My son, now 13, is the same age I was when I explored Christianity.  His close friend is a devout Catholic.  My son is curious, searching for what he believes, and trying to reconcile his friend’s faith with our skepticism.  “Mary was definitely not a virgin!”  he exclaims with certainty.  We marked Easter in our quiet and secular way.  Easter baskets filled with chocolate, an Easter Egg hunt demanded by my son, and a dinner worthy of Spring are our traditions.  But at our festive Spring dinner, we found ourselves musing on Jesus and the events of Holy Week and the inexplicable mystery of Jesus’ disappearance and resurrection.  I do not believe that Jesus is any more divine than you or me, but I do believe that Jesus was a wise and compassionate man who preached beautiful teachings of love, the power of love.  I believe in love.  I will do what I can to help my son feel free to appreciate the mystery of life and to guide him toward the healthy ways that religions attempt to deal with the mystery.  I will try to guide him without being too academic and intellectual.  (Truth be told, I bought him a book yesterday.  That is my way.  Sigh.)

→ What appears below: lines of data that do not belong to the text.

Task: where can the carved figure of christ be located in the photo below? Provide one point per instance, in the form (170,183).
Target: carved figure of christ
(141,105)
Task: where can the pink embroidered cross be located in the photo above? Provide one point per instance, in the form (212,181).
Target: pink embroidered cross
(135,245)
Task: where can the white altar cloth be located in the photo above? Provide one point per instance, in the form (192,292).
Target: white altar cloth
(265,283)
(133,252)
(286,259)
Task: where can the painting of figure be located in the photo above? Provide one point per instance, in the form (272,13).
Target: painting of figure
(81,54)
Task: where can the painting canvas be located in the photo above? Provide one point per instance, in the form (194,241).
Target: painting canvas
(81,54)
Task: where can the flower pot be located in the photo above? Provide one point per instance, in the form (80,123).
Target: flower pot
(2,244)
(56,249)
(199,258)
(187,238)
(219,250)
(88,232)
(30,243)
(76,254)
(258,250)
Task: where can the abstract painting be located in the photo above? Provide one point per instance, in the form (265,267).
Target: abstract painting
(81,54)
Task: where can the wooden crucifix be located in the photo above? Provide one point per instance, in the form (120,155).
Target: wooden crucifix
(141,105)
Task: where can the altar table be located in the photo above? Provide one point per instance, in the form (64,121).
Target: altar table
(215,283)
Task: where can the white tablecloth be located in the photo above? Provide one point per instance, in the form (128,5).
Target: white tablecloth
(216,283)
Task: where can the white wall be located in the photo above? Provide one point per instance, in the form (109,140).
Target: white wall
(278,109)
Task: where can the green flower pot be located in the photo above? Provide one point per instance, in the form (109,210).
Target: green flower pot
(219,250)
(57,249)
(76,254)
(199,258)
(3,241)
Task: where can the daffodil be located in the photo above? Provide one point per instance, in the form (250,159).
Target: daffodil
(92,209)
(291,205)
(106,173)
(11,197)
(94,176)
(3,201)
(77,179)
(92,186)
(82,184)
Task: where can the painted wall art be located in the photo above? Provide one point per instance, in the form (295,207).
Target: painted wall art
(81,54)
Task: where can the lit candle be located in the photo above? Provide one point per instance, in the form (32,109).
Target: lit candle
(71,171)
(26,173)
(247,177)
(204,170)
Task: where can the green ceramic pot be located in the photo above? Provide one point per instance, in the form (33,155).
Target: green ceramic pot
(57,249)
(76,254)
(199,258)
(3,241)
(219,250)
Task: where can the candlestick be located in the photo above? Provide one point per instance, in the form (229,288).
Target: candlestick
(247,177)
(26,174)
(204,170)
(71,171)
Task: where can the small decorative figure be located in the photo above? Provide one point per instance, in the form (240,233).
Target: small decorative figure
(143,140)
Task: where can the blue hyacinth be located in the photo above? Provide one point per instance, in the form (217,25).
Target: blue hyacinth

Will I introduce OM to my students this week?  Yes.  I have decided to start with just feeling the MMM vibration.  It’s a mysteriously powerful sensation!  Is it God?  I don’t know.  I do know that I will keep practicing yoga.  Yoga is where I feel still and sacred, able to be me, able to love and be loved.  I feel holy in those rare moments when I float in Svasana.  I feel holy when I chant OM with my yoga community and the vibrations make me feel like I am expanding and taking off.  I feel holy when I look in my husband’s eyes, my children’s eyes, and know love.